Wikidata:Requests for permissions/Bot/DwdsBot
- The following discussion is closed. Please do not modify it. Subsequent comments should be made in a new section. A summary of the conclusions reached follows.
- Approved--Ymblanter (talk) 21:38, 2 November 2022 (UTC)[reply]
DwdsBot (talk • contribs • new items • new lexemes • SUL • Block log • User rights log • User rights • xtools)
Operator: Gremid (talk • contribs • logs)
Task/s: The bot imports lexeme data (lemmas, forms, morphological information) from the Digitales Wörterbuch der deutschen Sprache (DWDS).
Code:
- MediaWiki Action API client (GitHub)
- DWDS/WikiData Import Routines (GitHub)
- Wikibase test instance with some sample imports (Hetzner Cloud)
Function details:
- The bot extracts information to be imported from the internal DWDS dataset.
- It pulls a dump of current lexemes in WikiData in order to import only lexemes that are not already in WikiData.
- It converts the DWDS information into WikiData's lexicographic data model and imports lexemes via the MediaWiki Action API.
In a first step, lexemes with their lemma, lexical category, grammatical gender (if applicable) and reference to the DWDS source are imported.

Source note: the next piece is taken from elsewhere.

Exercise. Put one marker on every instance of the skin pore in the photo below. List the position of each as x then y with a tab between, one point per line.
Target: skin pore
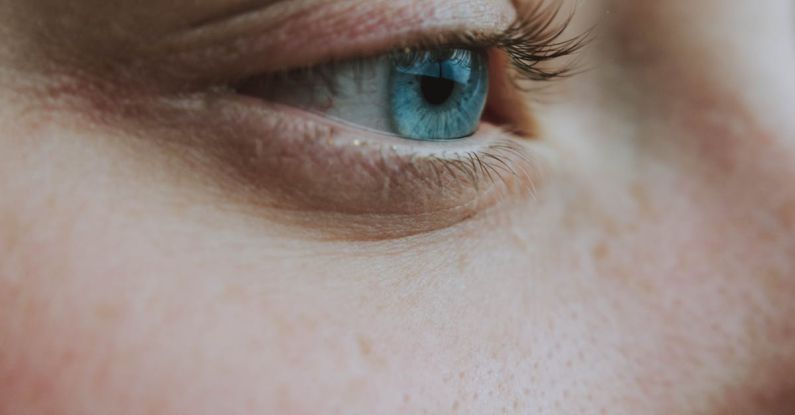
644	267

Further information (inflected forms, IPA transliterations, morphological classifications etc.) could be imported later on. Permission for bot-based import of further data would be requested separately. --Gremid (talk) 08:52, 17 October 2022 (UTC)[reply]
- Support The sample edits look good. What about also importing hyphenation information? Besides, I like your use of a test Wikibase instance and would like to document that for similar such cases in the future. Can you please put it under an open license, so that we can take and share screenshots of it? --Daniel Mietchen (talk) 23:25, 17 October 2022 (UTC)[reply]

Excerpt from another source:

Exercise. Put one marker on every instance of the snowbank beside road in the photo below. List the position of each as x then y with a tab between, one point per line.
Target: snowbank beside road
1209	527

- Thanks for your quick feedback and support! Hyphenation data is something (like IPA transliterations) that we could certainly add to the set of donated information. Regarding the test setup and licensing of it: You refer to the license of the Wiki content in the test instance? Gremid (talk) 07:25, 18 October 2022 (UTC)[reply]
- Support looks good, and I support the import, but I would like to see an example of a verb as well. Asaf Bartov (talk) 06:45, 18 October 2022 (UTC)[reply]

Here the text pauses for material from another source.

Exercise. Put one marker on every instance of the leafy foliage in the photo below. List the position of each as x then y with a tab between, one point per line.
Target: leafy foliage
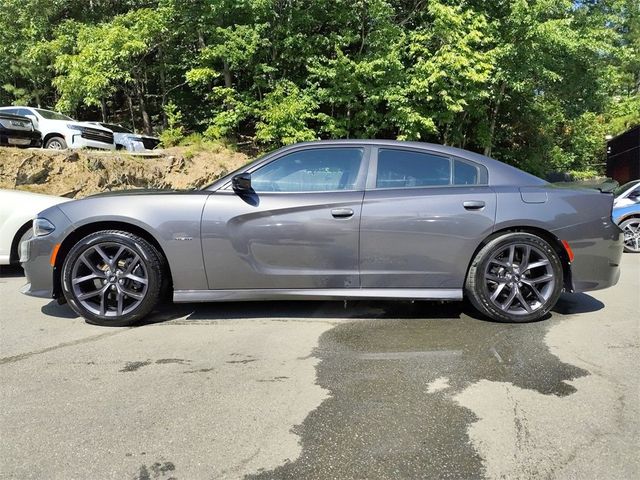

- Thanks! I imported 10 verbs into the test instance for your reference. Gremid (talk) 07:26, 18 October 2022 (UTC)[reply]
- Thank you. And where are the forms? Asaf Bartov (talk) 10:26, 18 October 2022 (UTC)[reply]
- Hi Asaf, as mentioned earlier, I propose to import lexemes with part-of-speech and gender classification as well as reference to the DWDS source database in a first run. In a second run, we would like to provide additional data, including inflected forms. Right now, as you can see on the DWDS site, we do not spell out inflection paradigms either. A colleague in our team with specific expertise in German morphology is working on a solution, where all inflected forms are generated automatically for a given lemma. The solution is based on a finite state transducer and covers about 98% of our lexical database at the moment. We are still working on full coverage and edge cases; a release is planned for the beginning of 2023. I take it from WikiData's statistics on lexicographic coverage that an inventory of all written representations is of particular value to the project? Gremid (talk) 10:12, 19 October 2022 (UTC)[reply]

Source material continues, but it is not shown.